物件の付加価値を
向上させる
スマートホームサービスを「自社ブランドで提供したい」と考えたとき、選択肢になるのがOEM(他社が開発したものを自社ブランドとして提供する手法)です。ゼロからアプリやプラットフォームを開発するのに比べ、コストと期間を大きく抑えながら、自社名義のスマートホームサービスを立ち上げられます。
本記事では、スマートホーム分野におけるOEMの考え方と提供パターン、メリット・注意点、実際にOEMやプラットフォーム提供に対応しているサービス例、導入までの流れとパートナー選定のチェックポイントまで、法人担当者が押さえておきたい観点を整理して解説します。
OEMとは「Original Equipment Manufacturing」の略で、他社が製造・開発したものを自社ブランドとして販売するビジネス手法を指します。もともとは製造業の用語ですが、近年はアプリやクラウドサービスなど、ソフトウェア領域でも同じ考え方が使われています。
混同されやすい用語との違いを整理すると、次のようになります。
| 用語 | 意味・特徴 |
|---|---|
| OEM | 他社が製造・開発したものを、自社ブランドとして提供する手法。委託側が仕様の設計や技術指導に関与するケースを指すことが多い |
| ODM | 受託側が企画・設計から製造まで主体的に担う形態。

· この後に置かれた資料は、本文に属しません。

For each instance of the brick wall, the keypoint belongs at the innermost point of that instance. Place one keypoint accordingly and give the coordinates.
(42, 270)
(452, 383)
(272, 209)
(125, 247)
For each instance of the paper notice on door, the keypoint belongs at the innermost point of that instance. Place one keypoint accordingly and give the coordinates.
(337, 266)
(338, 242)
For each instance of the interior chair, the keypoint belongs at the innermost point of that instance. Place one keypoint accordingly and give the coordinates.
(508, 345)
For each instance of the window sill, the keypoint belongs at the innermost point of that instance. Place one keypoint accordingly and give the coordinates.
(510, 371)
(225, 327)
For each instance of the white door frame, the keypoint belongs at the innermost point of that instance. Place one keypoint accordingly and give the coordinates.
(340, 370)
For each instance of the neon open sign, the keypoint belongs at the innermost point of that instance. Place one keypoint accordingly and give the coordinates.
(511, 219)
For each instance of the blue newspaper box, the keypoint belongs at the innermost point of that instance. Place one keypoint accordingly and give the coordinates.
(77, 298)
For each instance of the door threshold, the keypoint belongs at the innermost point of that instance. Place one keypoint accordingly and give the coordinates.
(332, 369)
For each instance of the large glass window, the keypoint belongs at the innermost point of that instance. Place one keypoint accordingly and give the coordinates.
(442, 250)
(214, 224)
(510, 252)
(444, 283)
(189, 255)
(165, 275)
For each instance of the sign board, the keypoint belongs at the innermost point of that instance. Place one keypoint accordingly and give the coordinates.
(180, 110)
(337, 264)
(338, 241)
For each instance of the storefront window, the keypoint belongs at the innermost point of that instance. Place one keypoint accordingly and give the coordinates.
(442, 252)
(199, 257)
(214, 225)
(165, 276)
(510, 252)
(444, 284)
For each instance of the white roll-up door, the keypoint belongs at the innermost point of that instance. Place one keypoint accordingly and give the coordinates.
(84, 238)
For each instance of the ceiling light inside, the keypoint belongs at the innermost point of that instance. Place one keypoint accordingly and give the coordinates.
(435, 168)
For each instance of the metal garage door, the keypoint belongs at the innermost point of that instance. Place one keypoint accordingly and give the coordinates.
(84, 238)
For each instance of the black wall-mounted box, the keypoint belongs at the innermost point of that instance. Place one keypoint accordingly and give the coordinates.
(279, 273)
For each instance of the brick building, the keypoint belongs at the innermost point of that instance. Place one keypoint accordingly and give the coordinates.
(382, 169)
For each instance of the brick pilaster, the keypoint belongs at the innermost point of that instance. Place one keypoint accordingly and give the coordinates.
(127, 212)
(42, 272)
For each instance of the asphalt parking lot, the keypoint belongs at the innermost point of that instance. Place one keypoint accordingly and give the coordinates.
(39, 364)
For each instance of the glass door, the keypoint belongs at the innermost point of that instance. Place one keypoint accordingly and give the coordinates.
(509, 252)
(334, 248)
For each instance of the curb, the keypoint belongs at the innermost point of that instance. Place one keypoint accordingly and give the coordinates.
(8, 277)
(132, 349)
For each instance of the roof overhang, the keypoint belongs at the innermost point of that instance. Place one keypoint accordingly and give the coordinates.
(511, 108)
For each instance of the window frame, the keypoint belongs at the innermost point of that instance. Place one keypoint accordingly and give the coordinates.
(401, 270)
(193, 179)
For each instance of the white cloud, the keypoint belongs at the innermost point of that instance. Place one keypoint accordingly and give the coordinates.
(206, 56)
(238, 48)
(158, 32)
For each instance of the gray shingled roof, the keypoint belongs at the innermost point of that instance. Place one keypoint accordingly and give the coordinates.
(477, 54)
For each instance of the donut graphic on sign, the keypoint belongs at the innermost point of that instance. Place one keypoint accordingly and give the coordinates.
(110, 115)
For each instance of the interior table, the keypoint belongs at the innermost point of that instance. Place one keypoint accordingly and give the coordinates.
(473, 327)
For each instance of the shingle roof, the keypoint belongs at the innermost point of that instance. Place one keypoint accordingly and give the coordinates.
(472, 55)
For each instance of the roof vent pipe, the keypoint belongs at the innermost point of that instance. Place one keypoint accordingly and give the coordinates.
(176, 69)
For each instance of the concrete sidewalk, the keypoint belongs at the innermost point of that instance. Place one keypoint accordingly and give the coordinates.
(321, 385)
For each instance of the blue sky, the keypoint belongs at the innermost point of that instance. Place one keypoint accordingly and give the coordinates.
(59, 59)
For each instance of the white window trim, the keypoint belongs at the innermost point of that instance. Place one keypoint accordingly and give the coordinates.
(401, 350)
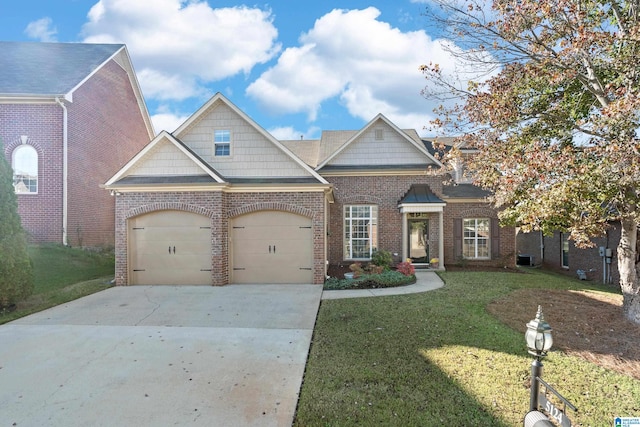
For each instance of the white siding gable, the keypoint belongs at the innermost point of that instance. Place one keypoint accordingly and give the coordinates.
(165, 159)
(380, 145)
(252, 154)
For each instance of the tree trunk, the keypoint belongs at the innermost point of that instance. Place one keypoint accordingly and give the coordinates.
(628, 270)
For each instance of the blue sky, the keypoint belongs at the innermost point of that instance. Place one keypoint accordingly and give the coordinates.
(296, 67)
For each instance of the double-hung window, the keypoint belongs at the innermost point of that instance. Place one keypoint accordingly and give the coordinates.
(475, 238)
(564, 240)
(24, 161)
(222, 143)
(360, 231)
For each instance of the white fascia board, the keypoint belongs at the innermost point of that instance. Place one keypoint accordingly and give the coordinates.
(162, 136)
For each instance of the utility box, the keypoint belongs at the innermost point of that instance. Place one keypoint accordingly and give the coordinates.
(525, 260)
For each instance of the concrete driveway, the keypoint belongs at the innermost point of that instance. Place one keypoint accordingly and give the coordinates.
(160, 356)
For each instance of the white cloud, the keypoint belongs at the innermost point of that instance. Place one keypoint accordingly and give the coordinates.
(42, 30)
(167, 121)
(178, 46)
(367, 64)
(290, 133)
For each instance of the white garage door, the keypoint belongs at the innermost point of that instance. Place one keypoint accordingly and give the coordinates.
(170, 248)
(271, 247)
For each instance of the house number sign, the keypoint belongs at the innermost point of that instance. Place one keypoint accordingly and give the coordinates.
(554, 412)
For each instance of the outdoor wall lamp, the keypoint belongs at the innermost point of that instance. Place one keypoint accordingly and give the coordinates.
(538, 335)
(539, 341)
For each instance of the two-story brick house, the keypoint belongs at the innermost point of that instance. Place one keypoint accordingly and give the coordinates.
(71, 114)
(220, 200)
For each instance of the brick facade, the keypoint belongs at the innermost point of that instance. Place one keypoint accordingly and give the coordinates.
(507, 240)
(386, 192)
(105, 129)
(41, 213)
(221, 208)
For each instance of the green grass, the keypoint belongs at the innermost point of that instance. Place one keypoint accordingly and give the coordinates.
(62, 274)
(439, 359)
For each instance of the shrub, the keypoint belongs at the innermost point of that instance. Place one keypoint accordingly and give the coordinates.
(16, 271)
(356, 269)
(406, 268)
(386, 279)
(382, 259)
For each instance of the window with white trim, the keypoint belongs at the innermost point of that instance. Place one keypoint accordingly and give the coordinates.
(360, 231)
(564, 240)
(24, 161)
(475, 238)
(221, 142)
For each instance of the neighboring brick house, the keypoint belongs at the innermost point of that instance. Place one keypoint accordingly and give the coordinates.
(220, 200)
(71, 114)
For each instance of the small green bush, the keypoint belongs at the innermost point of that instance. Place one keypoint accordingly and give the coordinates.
(16, 271)
(387, 279)
(382, 259)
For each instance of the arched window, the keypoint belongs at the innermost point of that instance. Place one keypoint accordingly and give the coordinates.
(24, 162)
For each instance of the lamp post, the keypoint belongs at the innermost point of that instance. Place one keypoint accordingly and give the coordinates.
(539, 341)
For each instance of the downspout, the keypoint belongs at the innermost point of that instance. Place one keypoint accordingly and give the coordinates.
(65, 169)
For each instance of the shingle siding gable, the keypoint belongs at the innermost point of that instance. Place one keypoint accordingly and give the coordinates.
(368, 150)
(252, 154)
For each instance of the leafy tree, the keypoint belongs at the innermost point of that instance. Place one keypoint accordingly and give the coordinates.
(16, 273)
(555, 117)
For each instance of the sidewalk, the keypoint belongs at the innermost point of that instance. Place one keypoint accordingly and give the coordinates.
(425, 281)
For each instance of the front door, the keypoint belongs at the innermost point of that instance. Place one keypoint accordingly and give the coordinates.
(418, 240)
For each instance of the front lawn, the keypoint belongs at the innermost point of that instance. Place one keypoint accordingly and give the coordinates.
(441, 358)
(62, 274)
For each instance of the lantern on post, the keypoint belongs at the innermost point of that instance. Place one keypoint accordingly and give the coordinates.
(539, 341)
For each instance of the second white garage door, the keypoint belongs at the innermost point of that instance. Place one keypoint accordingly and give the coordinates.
(271, 247)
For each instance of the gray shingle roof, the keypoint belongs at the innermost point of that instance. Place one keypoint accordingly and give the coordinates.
(463, 191)
(420, 193)
(48, 69)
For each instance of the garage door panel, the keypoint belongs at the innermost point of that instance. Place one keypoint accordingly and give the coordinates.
(170, 247)
(272, 247)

委託側は仕様検討の負担が小さい反面、関与できる範囲は限られる |
| PB (プライベートブランド) |
OEM・ODMと同様の手法を、委託する側(ブランドを冠する側)の視点で呼ぶ言葉 |
| ホワイトラベル | ブランド名の入っていない完成品・完成サービスを調達し、自社名義を付けて提供する形態。SaaSやクラウドサービスで多く使われる |
実務上、スマートホーム分野ではこれらの言葉が厳密に区別されずに使われているのが実情です。問い合わせや商談の際は「どこまで自社仕様に変えられるのか」「開発はどちらが担うのか」を言葉の定義ではなく具体的な提供範囲で確認することが大切です。
スマートホームは、センサーやスマートロックなどのIoT機器と、それらを制御・管理するアプリやプラットフォーム(サービス側)の組み合わせで成り立っています。そのためOEMを検討する際も、「機器のOEM」と「サービスのOEM」を分けて考える必要があります。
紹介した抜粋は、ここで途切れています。